UPDATE 4-23-08 - WORKS FOR ME WEDNESDAY
I just want to share that praying to God for direction works for me. I posted this prayer (below) several months ago and after that I took the step faith and went part time because that's what I felt the Lord wanted me to do.
It's been great - loving the part-time work and the Lord is faithful in meeting all our needs!
I thought I'd share this one on Works For Me Wednesday because others might be feeling the same way I did before. Pray and the Lord will answer :)
It's 1:11 am and I need to hear from you...clearly. Please speak to me, in whatever way you will. I need your confirmation about your plan in my life. I need clear direction. I need clear guidance. I need to know without a shadow of a doubt that what I think you'd want me to do is what you really want me to do.
Oh God, I need your confirmation. Please don't ask me to step out in faith, because that is not good enough for my husband. I need a concrete plan, a plan and a confirmation that if I do what I think you'd want me to do that you will bless it, and that we will not be in trouble financially, and it will not cause a rift in our marriage.
Oh God, I am tired; I am scared; I am anxious.

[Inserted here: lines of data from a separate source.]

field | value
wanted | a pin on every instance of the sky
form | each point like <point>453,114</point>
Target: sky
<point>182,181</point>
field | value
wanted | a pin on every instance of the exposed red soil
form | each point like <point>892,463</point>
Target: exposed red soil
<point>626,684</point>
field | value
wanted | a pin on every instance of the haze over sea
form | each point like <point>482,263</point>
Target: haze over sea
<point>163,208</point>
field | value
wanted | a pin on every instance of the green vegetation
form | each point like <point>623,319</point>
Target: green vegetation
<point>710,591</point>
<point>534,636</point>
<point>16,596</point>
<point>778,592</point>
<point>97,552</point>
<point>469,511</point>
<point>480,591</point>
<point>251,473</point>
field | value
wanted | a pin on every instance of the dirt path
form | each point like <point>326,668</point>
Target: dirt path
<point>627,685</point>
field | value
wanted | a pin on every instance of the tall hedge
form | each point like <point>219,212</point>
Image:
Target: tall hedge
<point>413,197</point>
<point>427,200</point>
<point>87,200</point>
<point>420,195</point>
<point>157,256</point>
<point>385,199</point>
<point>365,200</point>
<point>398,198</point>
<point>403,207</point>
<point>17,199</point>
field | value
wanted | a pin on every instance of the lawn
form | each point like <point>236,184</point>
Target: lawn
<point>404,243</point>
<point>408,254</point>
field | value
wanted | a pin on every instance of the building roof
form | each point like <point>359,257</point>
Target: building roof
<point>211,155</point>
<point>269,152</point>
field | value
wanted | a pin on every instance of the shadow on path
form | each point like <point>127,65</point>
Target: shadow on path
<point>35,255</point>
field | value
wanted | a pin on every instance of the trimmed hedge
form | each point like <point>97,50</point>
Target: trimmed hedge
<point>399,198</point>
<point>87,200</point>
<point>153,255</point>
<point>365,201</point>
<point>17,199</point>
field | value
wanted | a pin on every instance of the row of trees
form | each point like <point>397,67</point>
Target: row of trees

Do you want me to continue blogging? Or must I stop? Are you really calling me to start that Learning Center or not? Is it your will for me to lessen my hours at my work right now so I can concentrate on starting up this Learning Center or is that foolishness? Can I really start up a learning center... or is this a plan that's doom to fail due to lack of funding, or lack of management skills on my part. Am I just going nuts? Am I just being so petty and whiny about working outside my home? You have already given me a wonderful employer - should I just be happy with that and not even think about asking to work part-time instead of full time?
Lord, you know my heart - you know my desire to spend more time with my kids, to be actively involve in their lives right now that I may be able to prepare them to be responsible God-fearing adults. Lord, you know what my husband think and feel about this. Is it too much to ask for you to speak clearly to both of us so we can be united in our decision?
God, I need clear direction. And I need it now. Should I stop blogging? Should I talk to my boss about going part time? Please... oh please... I need to hear your voice.